Life – Grudges

Written by J. Doe

Today’s post is about life. 

I just found myself realizing something very useful. 

Do you remember a time when someone did something to you, and you held that grudge against them for a long time afterward? Or that you had a hard time forgiving the person for what they did?

Right now, I’m left wondering if forgiveness and grudge are even related. Hear me out.

You probably came across the saying that the source and the action are two separate things when it comes to forgiving something. Sometimes, the action in itself should (according to morals) be the thing you judge, and the source is an independent and somewhat irrelevant character in that decision. In many incidents, the person influences the actions, and therefore the person is to blame for the action, instead of the action itself. That brings me to how one would react to such a thing. 

If the action is independent of the source, the source somehow becomes a scapegoat. But they are not that innocent. The source should be held accountable for their actions, but at the same time, one’s reactionary behavior should be according to the intent of a person. For example, if A did something to B, the anger that B would feel from the action would usually be put onto A, and not the action that A did. I suggest that B should (if necessary) be angry at the act, but react according to the intent of A. If you ask me, I would say that one’s behavior should never be defined by what others deserve or don’t deserve. Your behavior should be representative of who you truly are as an individual. Do you remember the saying “be the better man”? I truly believe in that. I believe that if you choose to be authentic to yourself and what you stand for, that approach might bring you something worth more than just not regretting your reaction. It also brings you further in life in the sense that you did the best you could do in a given situation.

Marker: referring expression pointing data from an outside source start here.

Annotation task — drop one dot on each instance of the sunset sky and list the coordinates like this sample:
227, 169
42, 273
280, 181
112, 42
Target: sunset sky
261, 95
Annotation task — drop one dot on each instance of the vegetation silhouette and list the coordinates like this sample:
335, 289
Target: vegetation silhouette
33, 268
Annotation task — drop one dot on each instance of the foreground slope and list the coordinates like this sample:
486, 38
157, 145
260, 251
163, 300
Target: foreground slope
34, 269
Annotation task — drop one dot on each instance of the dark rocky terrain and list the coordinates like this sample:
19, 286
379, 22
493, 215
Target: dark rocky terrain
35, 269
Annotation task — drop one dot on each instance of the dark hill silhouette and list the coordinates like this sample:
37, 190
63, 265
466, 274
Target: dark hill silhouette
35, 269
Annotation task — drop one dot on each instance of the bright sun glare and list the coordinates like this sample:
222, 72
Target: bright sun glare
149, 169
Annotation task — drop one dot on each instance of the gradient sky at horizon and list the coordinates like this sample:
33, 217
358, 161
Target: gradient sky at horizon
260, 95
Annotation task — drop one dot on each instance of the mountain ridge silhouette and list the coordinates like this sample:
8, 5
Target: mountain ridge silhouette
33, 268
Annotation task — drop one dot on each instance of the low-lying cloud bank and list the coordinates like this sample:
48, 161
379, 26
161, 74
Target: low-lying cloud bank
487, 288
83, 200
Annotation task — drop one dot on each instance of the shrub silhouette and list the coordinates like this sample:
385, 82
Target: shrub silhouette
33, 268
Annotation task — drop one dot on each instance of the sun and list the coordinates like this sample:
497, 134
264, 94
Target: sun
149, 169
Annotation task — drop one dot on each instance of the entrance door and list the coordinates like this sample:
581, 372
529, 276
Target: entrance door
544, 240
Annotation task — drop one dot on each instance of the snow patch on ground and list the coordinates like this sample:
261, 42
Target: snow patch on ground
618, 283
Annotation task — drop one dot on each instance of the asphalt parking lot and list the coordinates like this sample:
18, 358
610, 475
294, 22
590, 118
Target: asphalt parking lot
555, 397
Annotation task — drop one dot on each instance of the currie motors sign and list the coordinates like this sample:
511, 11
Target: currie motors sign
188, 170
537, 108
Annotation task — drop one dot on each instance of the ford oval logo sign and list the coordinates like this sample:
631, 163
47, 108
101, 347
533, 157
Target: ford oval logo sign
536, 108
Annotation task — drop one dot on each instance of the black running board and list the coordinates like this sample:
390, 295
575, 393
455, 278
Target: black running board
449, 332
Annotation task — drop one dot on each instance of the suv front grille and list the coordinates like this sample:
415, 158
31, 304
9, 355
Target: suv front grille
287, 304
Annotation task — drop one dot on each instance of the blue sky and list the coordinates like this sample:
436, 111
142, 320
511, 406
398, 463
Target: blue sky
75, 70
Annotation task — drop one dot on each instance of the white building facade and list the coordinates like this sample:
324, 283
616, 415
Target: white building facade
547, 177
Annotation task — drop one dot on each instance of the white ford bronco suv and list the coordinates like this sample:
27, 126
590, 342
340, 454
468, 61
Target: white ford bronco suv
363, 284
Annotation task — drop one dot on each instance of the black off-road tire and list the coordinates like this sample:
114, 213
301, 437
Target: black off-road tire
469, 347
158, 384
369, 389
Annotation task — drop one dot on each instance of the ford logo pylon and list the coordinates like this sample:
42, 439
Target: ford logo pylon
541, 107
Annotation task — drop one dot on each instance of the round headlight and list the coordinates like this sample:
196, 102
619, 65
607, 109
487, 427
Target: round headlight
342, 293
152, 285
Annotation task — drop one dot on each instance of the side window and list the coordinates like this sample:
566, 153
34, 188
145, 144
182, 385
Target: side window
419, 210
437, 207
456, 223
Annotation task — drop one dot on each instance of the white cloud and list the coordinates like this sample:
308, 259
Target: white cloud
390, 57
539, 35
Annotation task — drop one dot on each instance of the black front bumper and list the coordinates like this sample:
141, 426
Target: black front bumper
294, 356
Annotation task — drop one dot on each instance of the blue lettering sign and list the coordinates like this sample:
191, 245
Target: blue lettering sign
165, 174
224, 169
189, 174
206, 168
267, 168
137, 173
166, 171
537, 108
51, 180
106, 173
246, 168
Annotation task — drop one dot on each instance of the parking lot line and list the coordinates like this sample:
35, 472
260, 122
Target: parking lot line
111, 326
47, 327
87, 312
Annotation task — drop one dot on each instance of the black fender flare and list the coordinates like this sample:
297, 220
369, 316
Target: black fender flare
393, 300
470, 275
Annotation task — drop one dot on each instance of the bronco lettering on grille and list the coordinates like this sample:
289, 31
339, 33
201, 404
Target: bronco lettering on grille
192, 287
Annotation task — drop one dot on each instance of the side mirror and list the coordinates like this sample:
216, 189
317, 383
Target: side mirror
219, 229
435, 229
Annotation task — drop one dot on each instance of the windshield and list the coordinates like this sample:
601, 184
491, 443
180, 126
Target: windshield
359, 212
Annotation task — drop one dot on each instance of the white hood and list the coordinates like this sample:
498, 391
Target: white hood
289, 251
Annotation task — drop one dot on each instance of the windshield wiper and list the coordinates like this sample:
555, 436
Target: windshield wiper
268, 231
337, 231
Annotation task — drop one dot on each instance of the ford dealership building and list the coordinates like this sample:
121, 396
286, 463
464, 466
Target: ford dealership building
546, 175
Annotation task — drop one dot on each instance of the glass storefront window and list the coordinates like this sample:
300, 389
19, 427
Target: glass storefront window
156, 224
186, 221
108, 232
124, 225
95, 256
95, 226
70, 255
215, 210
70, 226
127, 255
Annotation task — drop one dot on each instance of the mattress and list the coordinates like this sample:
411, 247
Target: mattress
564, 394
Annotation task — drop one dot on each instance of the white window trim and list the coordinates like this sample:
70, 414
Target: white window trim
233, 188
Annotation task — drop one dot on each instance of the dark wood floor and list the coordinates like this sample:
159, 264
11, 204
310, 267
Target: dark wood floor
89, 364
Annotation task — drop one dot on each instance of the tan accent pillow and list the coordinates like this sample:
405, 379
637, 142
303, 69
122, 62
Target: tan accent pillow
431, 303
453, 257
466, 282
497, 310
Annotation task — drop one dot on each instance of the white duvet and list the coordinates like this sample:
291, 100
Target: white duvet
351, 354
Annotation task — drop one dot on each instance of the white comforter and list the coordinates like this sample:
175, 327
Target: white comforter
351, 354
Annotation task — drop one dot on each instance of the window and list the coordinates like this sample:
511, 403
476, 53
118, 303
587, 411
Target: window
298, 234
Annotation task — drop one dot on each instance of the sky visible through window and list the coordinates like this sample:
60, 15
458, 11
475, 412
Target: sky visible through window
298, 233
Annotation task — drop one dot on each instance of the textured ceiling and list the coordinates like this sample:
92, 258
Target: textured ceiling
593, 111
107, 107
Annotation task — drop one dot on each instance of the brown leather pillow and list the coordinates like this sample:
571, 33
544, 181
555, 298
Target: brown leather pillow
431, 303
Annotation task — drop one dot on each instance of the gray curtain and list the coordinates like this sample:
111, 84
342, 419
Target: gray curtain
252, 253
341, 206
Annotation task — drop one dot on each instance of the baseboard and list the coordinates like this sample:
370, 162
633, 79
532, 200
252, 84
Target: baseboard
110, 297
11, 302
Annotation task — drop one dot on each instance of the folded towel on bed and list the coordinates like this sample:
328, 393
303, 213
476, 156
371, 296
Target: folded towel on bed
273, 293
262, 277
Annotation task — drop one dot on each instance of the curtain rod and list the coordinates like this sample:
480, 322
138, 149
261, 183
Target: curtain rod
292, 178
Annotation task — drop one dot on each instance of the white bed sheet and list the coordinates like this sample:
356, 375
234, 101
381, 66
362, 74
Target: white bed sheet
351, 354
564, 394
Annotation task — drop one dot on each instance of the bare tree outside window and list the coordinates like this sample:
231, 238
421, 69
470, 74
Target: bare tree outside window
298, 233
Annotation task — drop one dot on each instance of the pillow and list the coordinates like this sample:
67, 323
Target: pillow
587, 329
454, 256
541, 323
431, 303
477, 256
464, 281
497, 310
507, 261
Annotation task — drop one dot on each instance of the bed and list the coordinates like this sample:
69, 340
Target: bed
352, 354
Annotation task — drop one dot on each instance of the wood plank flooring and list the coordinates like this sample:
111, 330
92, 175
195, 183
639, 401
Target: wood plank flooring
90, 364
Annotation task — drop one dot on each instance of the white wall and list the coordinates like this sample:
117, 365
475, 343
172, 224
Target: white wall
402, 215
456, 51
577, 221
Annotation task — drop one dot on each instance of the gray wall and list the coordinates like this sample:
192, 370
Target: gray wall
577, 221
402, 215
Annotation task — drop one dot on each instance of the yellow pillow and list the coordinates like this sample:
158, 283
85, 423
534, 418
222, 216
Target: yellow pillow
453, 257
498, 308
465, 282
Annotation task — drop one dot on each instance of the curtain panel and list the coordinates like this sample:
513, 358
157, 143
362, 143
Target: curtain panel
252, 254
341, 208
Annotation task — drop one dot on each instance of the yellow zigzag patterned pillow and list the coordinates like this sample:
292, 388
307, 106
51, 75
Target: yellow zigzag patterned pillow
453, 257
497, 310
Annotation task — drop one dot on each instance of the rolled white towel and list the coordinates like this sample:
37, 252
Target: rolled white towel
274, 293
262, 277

You stood your ground but with character and dignity, and therefore you don’t have to wonder if you reacted poorly or not. The mature reaction really emphasizes one’s strength. The reason why I say this is because holding a grudge against a person usually entails an imbalance in power. Not only that, but also that the given action hurt one’s pride. For a long time, I perceived pride as being linked to ego, but I don’t anymore. I feel that pride resembles knowing your worth and knowing enough of morality to not question how we should treat each other. With respect and acceptance.

Therefore, I’m thinking, why would you hold a grudge against another person, if you reacted in the most admirable and preferable way possible? You proved that the action was beneath you, and yes, it might hurt, but it’s not worth your resentment. You hold a grudge towards a person because your pride was challenged, but if you reacted to the attack with dignity and maturity, didn’t you then do it for the sake of your pride? You came to your own rescue, so why be resentful towards the perpetrator, if you could settle with thinking less of them? The grudge is not worth your anger, which is a more powerful emotion than sadness. Sadness is deep and serious, but anger drives you to unwillingly create actions with a miscalculated intent, because anger is revengeful, whilst sadness is a reaction.

Some people say that sadness is an underlying emotion to grudge, but I disagree. I believe that sadness is almost inevitable. To be put in an unfortunate situation is often very transgressive and uncomfortable, and that leads to being anxious or nervous about the confrontation. Those feelings really know how to burn into the centerpiece of your mind and keep on disturbing your focus. It most likely made you doubt yourself or lose touch with yourself for a moment. And that feeling is reflected in the opposite end also; some people doubt themselves, while other people fight back in response. But this is not the only reason why the confrontation haunts you. The dilemma as to if it was fair or not also plays a big role in your reaction, but if it wasn’t fair, then it’s your pride that was hurt. If it was fair, but you don’t realize it, wouldn’t that be called a hurt ego?